Emma May: Honestly, I spent my morning on that exact call – with my head of product. We wanted to sit down and review what we’re doing over the next year, and also look at the bigger goals we want to achieve. That conversation really came down to excellence.
Sometimes speed and excellence don’t go hand in hand, and there’s pressure to execute at a certain pace. What’s really interesting is that this is a very current topic – this is actually what Lululemon has just been going through. It’s about product innovation, excellence, and designing specifically for a very particular customer.
At the same time, you have cash flow requirements. You have to keep up with the pressure to continue making sales and performing. On the flip side of that, for me, it’s about fabric innovation. We haven’t yet had the chance to really do our own fabric innovation, and that’s always been something we’ve had to navigate – pushing with what’s available, sourcing carefully, and working really hard within those constraints.
As we get deeper into this, we’re realizing we have a really interesting customer, and we want to serve her in a very specific way. That likely involves doing fabric innovation work that we haven’t done in the past. That’s what will really help us dial into what we know our customer wants.
We’re lucky because we have a very specific customer, and she tells us what she likes, what she doesn’t like, and what her needs are. In many ways, I’ve lived that life. I’ve gone to conferences and been annoyed when I have to pin the stupid thing onto my shirt. You’re packing and you want things that actually work in that environment – things that hold up over time but still look elevated. You don’t want to show up looking like you just turned a sweatsuit into a suit. It still has to look and feel like a different product.
So for me, it’s this constant tension between the business side – margins, marketing, spend allocation, operations, and maintaining a clear strategic perspective – and the creative side.
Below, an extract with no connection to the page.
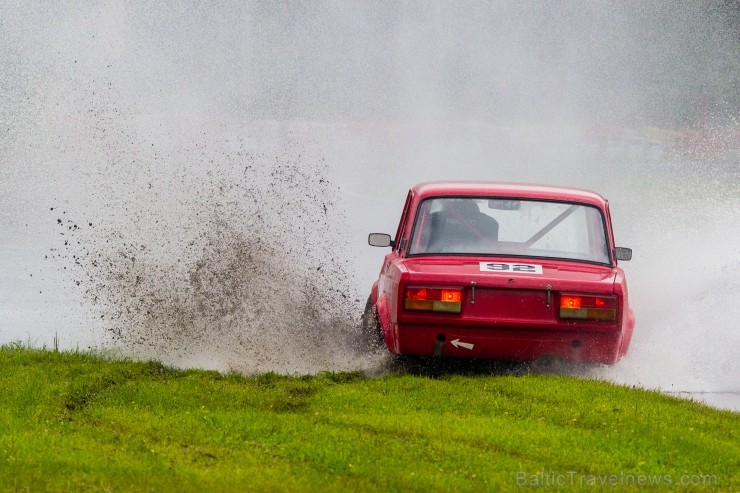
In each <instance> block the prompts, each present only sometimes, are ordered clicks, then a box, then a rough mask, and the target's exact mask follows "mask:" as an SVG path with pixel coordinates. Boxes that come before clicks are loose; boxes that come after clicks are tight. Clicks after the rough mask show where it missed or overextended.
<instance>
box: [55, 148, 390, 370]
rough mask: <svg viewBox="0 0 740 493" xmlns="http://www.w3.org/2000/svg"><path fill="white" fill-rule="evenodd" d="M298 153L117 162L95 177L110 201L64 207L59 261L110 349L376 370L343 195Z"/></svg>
mask: <svg viewBox="0 0 740 493" xmlns="http://www.w3.org/2000/svg"><path fill="white" fill-rule="evenodd" d="M288 148H289V150H285V149H284V150H282V151H279V152H277V153H274V154H268V153H264V152H262V153H258V154H255V153H251V152H250V151H249V150H248V144H247V143H246V142H243V141H241V142H239V141H237V142H234V143H232V144H224V145H222V146H219V149H220V151H221V152H222V154H221V156H220V157H221V159H220V160H218V161H216V160H214V159H213V156H210V155H209V153H207V152H204V151H203V149H199V148H198V146H193V147H191V148H189V149H186V152H184V153H183V154H182V155H184V156H188V163H187V164H185V165H184V166H182V165H181V166H179V167H178V168H175V169H176V171H175V172H174V173H172V172H171V173H167V172H164V171H162V169H158V170H157V168H156V167H154V166H152V167H144V168H143V169H140V170H139V172H138V173H128V174H123V173H119V172H118V170H117V169H115V168H114V167H110V166H109V167H105V168H104V169H103V170H102V171H99V173H103V174H108V176H98V177H97V179H95V180H93V181H92V182H91V184H92V185H93V189H94V191H93V194H94V195H95V198H94V203H96V204H105V206H104V207H102V208H100V209H98V210H94V212H92V211H91V210H87V211H85V212H81V213H77V214H75V215H78V214H82V215H84V218H83V220H81V221H75V220H73V219H71V216H72V213H67V211H61V210H60V209H59V208H58V207H52V208H51V211H50V212H51V214H54V215H55V216H54V217H55V222H56V225H57V227H58V228H59V232H60V238H61V239H62V243H63V244H61V245H59V247H57V248H55V249H54V251H53V252H52V257H53V258H54V259H56V260H58V261H60V262H62V264H64V267H68V268H69V272H71V274H72V277H73V278H74V283H75V285H76V286H77V287H78V289H81V290H83V292H84V299H85V300H86V302H87V303H88V304H90V305H91V306H92V310H93V312H94V314H95V317H96V318H97V319H99V323H100V324H102V326H103V328H104V330H105V333H106V335H107V338H108V339H109V341H108V344H110V345H112V346H113V347H115V348H117V349H119V350H121V351H122V352H124V353H125V354H130V355H133V356H136V357H145V358H156V359H159V360H162V361H165V362H167V363H170V364H174V365H178V366H191V367H192V366H200V367H206V368H211V369H216V370H220V371H238V372H242V373H254V372H264V371H276V372H281V373H290V374H306V373H315V372H318V371H324V370H362V369H367V368H369V367H370V366H373V365H375V364H376V360H377V359H378V357H380V356H379V355H375V356H373V355H370V356H367V354H366V353H365V352H363V348H362V347H360V342H359V339H358V338H357V324H358V322H359V320H358V315H359V313H358V310H357V306H358V304H360V295H359V294H358V293H355V292H354V287H353V286H354V285H355V284H356V283H355V282H354V280H353V279H352V276H351V274H350V272H351V271H350V269H349V268H348V266H347V262H348V261H347V258H348V255H346V248H347V247H346V238H343V237H342V225H343V224H345V222H346V219H345V218H344V216H343V214H342V213H341V210H340V209H339V208H338V207H337V205H336V202H337V190H338V189H337V187H336V186H335V185H333V184H332V183H331V182H330V181H329V180H328V179H327V178H326V175H327V169H326V164H325V162H324V161H323V159H321V158H320V157H319V156H317V155H315V154H312V151H311V150H310V149H306V148H305V146H301V145H296V144H295V143H291V145H290V146H287V147H286V149H288ZM296 148H302V149H303V151H304V153H303V154H300V153H296V152H294V150H295V149H296ZM204 161H207V163H208V166H207V167H205V166H201V164H202V163H203V162H204ZM111 174H115V175H116V177H113V176H110V175H111ZM98 179H99V180H100V181H98ZM96 181H97V182H98V183H101V184H107V185H110V184H112V183H115V184H116V186H115V187H110V186H108V187H107V188H101V187H97V188H96V187H95V186H94V183H95V182H96ZM64 267H62V268H64Z"/></svg>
That creative side is about innovation, diligence, testing, and really drilling down to make sure you’re delivering at that level. Those are the tensions we work through every day: how do we deliver on all of it?
Catherine Clark: One of the toughest things people talk about in leadership roles is managing other people. You’ve grown to a stage where you’re working with a team – how have you approached that kind of leadership?
Emma May: I’m not good at it. I’ll just say that. I really don’t like managing other people.
What I’ve learned is that I need to work very closely with a certain kind of person – people who work well with me. Over the years, I’ve realized I work extremely well with very detailed people who aren’t necessarily big-picture thinkers or the ones coming up with concepts and ideas, but who have a strong ability to dig in and execute.
When I look back over my career, the moments where I’ve had the most success are when I’ve been paired with someone who’s the yin to my yang. That’s when I execute really well – when I can clearly hand off certain parts of the work and take ownership of the parts I’m best at.
So for me, leadership and people management is really about finding the people I work with most directly who are okay with a bit of my chaos – because they’ll organize it themselves.